Materials and methods: Large-scale biobanks often follow heterogeneous recruitment strategies and store data in separate cloud-based platforms, making centralized algorithms infeasible. To address this, we propose two decentralized sequential estimators namely, Sequential Pseudo-likelihood (SPL) and Sequential Augmented Inverse Probability Weighting (SAIPW) that leverage external population-level information to adjust for selection bias, with valid variance estimation. SAIPW additionally protects against misspecification of the selection model using flexible machine learning based auxiliary outcome models. We compare SPL and SAIPW with the existing Sequential Unweighted (SUW) estimator and with centralized and meta learning extensions of IPW and AIPW in simulations under both correctly specified and misspecified selection mechanisms. We apply the methods to harmonized data from MGI ( n = 50,935) and AOU ( n = 241,563) to estimate smoking-cancer associations.
Results: In simulations, SUW exhibited substantial bias and poor coverage. SPL and SAIPW yielded unbiased estimates with valid coverage probabilities under correct model specification, with SAIPW remaining robust under selection model misspecification. Both approaches showed no notable efficiency loss relative to centralized methods. Meta-learning methods were efficient for large sites but failed in settings with small cohort sizes and rare outcome prevalence. In real-data analysis, strong associations were consistently identified between smoking and cancers of the lung, bladder, and larynx, aligning with established epidemiological evidence.
Conclusion: Our framework enables valid, privacy-enhancing inference across EHR cohorts with heterogeneous selection, supporting scalable, decentralized research using real-world data.
目的:在不共享原始个人数据的情况下,开发具有异质选择机制的多个电子健康记录(EHR)站点间二元疾病风险模型关联参数估计的增强隐私的统计方法。
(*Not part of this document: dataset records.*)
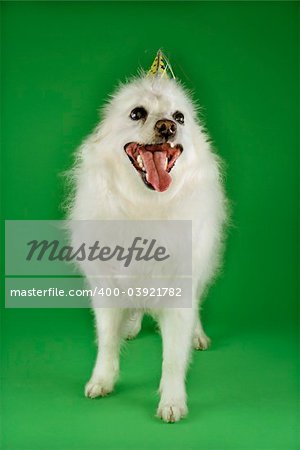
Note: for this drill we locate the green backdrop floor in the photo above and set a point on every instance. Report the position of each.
(241, 391)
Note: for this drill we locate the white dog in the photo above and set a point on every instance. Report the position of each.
(126, 170)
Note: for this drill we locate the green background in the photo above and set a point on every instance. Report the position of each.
(60, 60)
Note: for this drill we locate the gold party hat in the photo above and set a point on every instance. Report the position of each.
(160, 68)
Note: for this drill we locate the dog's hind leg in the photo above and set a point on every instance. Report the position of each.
(108, 324)
(200, 340)
(177, 330)
(133, 324)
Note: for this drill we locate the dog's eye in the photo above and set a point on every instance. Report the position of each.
(138, 113)
(179, 117)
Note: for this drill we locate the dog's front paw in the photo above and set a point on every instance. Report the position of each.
(97, 388)
(172, 412)
(201, 342)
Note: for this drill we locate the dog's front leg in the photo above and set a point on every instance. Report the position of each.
(177, 329)
(106, 370)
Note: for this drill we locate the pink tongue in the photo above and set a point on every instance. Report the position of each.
(155, 163)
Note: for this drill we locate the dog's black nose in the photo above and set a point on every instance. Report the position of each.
(166, 128)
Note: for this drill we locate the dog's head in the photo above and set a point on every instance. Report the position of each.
(153, 123)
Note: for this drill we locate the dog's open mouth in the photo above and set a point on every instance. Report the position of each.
(154, 162)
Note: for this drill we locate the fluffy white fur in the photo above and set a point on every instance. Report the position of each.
(108, 187)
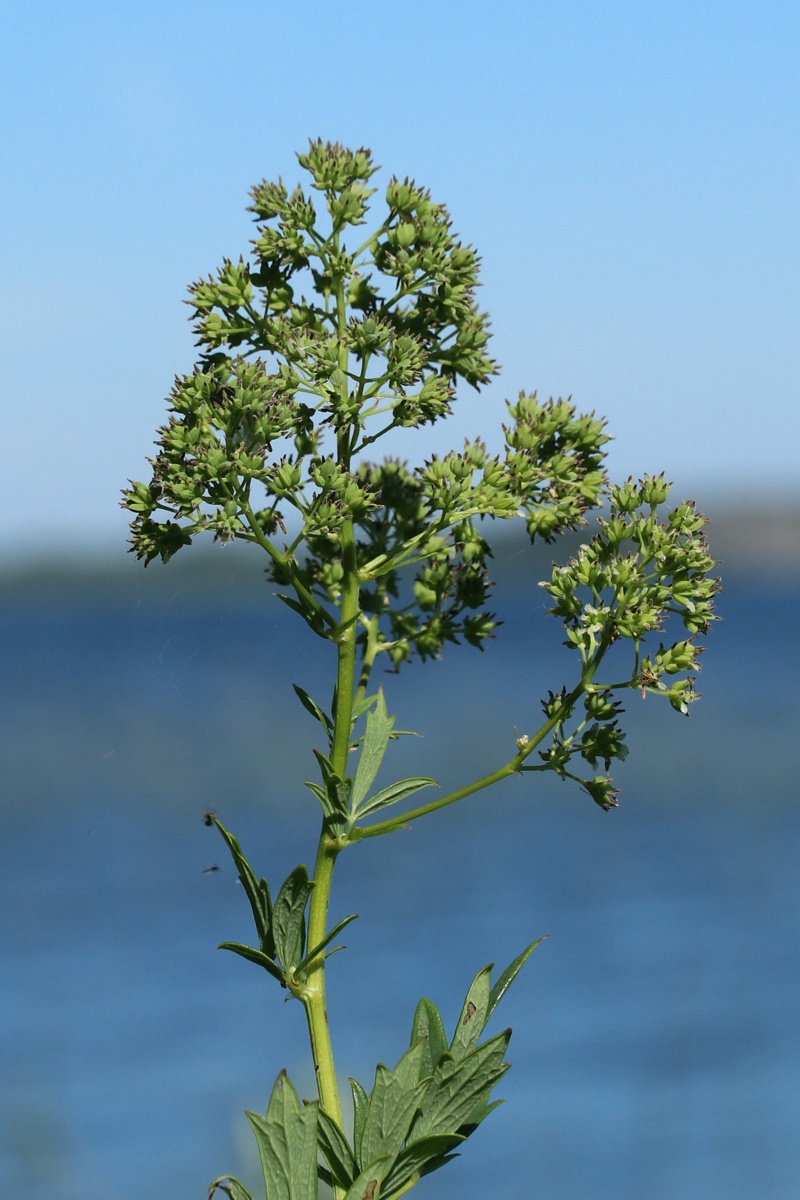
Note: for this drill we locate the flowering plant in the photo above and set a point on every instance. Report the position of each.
(319, 346)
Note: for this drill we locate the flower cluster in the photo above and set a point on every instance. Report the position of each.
(636, 576)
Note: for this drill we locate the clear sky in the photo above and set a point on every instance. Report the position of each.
(629, 171)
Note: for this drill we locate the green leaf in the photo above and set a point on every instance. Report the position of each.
(417, 1159)
(428, 1026)
(367, 1185)
(232, 1187)
(335, 793)
(394, 1102)
(312, 707)
(360, 1110)
(289, 918)
(457, 1087)
(257, 892)
(256, 957)
(287, 1144)
(392, 795)
(336, 1150)
(509, 976)
(473, 1014)
(329, 937)
(317, 619)
(373, 748)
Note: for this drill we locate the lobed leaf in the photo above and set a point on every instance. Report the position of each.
(287, 1144)
(394, 1102)
(428, 1027)
(373, 748)
(289, 918)
(394, 793)
(458, 1085)
(256, 957)
(417, 1159)
(257, 892)
(329, 937)
(360, 1111)
(336, 1150)
(509, 976)
(473, 1014)
(312, 707)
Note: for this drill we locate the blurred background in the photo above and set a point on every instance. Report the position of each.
(630, 177)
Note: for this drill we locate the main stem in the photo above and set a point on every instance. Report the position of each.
(329, 845)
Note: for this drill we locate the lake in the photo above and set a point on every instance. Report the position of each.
(655, 1049)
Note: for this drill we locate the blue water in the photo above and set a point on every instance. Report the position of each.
(655, 1048)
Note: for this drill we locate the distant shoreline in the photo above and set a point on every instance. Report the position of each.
(746, 543)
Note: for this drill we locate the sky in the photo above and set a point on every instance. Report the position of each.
(630, 173)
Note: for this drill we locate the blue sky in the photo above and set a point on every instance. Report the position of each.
(630, 173)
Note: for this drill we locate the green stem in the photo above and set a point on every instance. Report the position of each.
(510, 768)
(329, 845)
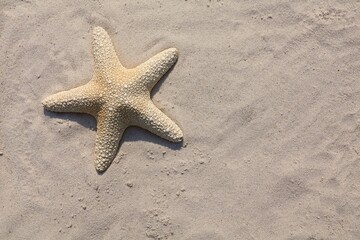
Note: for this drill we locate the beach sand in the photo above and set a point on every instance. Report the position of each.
(267, 94)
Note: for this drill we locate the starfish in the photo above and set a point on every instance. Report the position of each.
(118, 98)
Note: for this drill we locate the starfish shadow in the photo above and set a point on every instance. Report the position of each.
(160, 82)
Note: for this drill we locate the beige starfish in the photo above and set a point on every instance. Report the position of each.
(118, 97)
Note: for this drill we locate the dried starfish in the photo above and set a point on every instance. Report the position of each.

我们通过使用来自NIH All of Us (AOU)和Michigan Genomics Initiative (MGI)的数据对吸烟和97种癌症亚型进行交叉生物库分析,说明了它们的实用性。材料和方法:大型生物库通常采用异构招聘策略,将数据存储在独立的云平台上,使得集中算法不可行的。为了解决这个问题,我们提出了两个分散的顺序估计器,即顺序伪似然(SPL)和顺序增广逆概率加权(SAIPW),它们利用外部人口水平信息来调整选择偏差,并进行有效的方差估计。SAIPW还使用灵活的基于机器学习的辅助结果模型来防止选择模型的错误说明。在正确指定和错误指定的选择机制下,我们将SPL和SAIPW与现有的顺序无加权(SUW)估计器以及IPW和AIPW的集中和元学习扩展进行了比较。我们将这些方法应用于来自MGI (n = 50,935)和AOU (n = 241,563)的统一数据,以估计吸烟与癌症的关联。结果:在模拟中,SUW表现出明显的偏倚和低覆盖率。SPL和SAIPW在正确的模型规范下产生具有有效覆盖概率的无偏估计,SAIPW在选择模型错误规范下保持鲁棒性。两种方法相对于集中式方法没有明显的效率损失。元学习方法在大型研究场所是有效的,但在小队列规模和罕见的结果流行率的环境中是失败的。在实际数据分析中,吸烟与肺癌、膀胱癌和喉癌之间的密切联系得到了一致的确认,这与已有的流行病学证据一致。结论:我们的框架能够通过异构选择在EHR队列中进行有效的、增强隐私的推断,支持使用真实世界数据进行可扩展的、分散的研究。